269

Allah, hikmeti dilediğine verir. Kime de hikmet verilirse ona çok hayır verilmiş olur. Bundan ancak akıl sahipleri ibret alır.

Allah, hikmeti yani anlayışı, sözünde isabetli olmayı, işi yerli yerince yapmayı kullarından dilediğine verir. Kime de hikmet verirse, yani kime de anlayışı, söz ve davranışlarında isabetli olma kabiliyetini verirse şüphesiz ki o kimseye çokça hayır verilmiş olur. Bunları ancak akıl sahipleri düşünüp öğüt alırlar.

Müfessirler, âyette zikredilen hikmetten neyin kastedildiği hususunda farklı görüşler zikretmişlerdir: .

a- Abdullah b. Abbas, Katade, Abul Âliye ve Mücahidden nakledilen bir görüşe göre bu âyette zikredilen "Hikmef'ten maksat, Kur'andır ve Kur’an’ı anlainaktır. Bu hususta Abdullah b. Abbasın şunları söylediği rivâyet edilmektedir. Âyetteki "Hikmef'ten maksat, Kur’an’ın nâsihini, mensuhunu muhkemini, müteşabihini, mukaddemini, muahharını, helalini, haramını ve misallerini anlamak ve bilmektir.

b- Mücahitten nakledilen diğer bir görüşe göre burada zikredilen Hikmetten maksat, sözde ve işte isabetli olmaktır.

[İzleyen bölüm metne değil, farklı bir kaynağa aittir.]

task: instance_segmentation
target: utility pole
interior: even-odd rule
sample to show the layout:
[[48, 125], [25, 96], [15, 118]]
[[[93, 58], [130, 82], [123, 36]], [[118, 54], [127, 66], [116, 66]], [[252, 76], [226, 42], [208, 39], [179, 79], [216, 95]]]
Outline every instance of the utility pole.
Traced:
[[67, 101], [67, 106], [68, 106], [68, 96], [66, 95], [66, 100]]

c- İbn-i Zeyde göre, burada zikredilen hikmetten maksat, dini anlamak ve ona uymaktır.

d- İbrahim en-Nehaiye göre hikmet'ten maksat, anlayışlı olmakür.

e- Rebi' b. Enese göre bundan maksat, Allah’tan korkmadır. Çünkü her şeyin başı Allah’tan korkmaktır. Ve Allahü teâlâ: "Kullan içinde Allah’tan hakkıyla korkanlar ancak âlim kullardır. Fâtır sûresi, 35/28 buyurmuştur.

f- Süddiye göre ise buradaki "Hikmef'ten maksat, Peygamberliktir.

Taberi diyor ki: "Aslında hikmetten maksat, davranışlarda isabetli olmaktır. Davranışlarında isabetli olan, bilinmesi icabedeni bilendir, Allah’tan korkandır. Fakihtir, âlimdir. Peygamberler de böyledir. Bu itibarla hikmeti, isabetli olma anlamında almak, bu görüşlerin hepsini kapsamaktadır.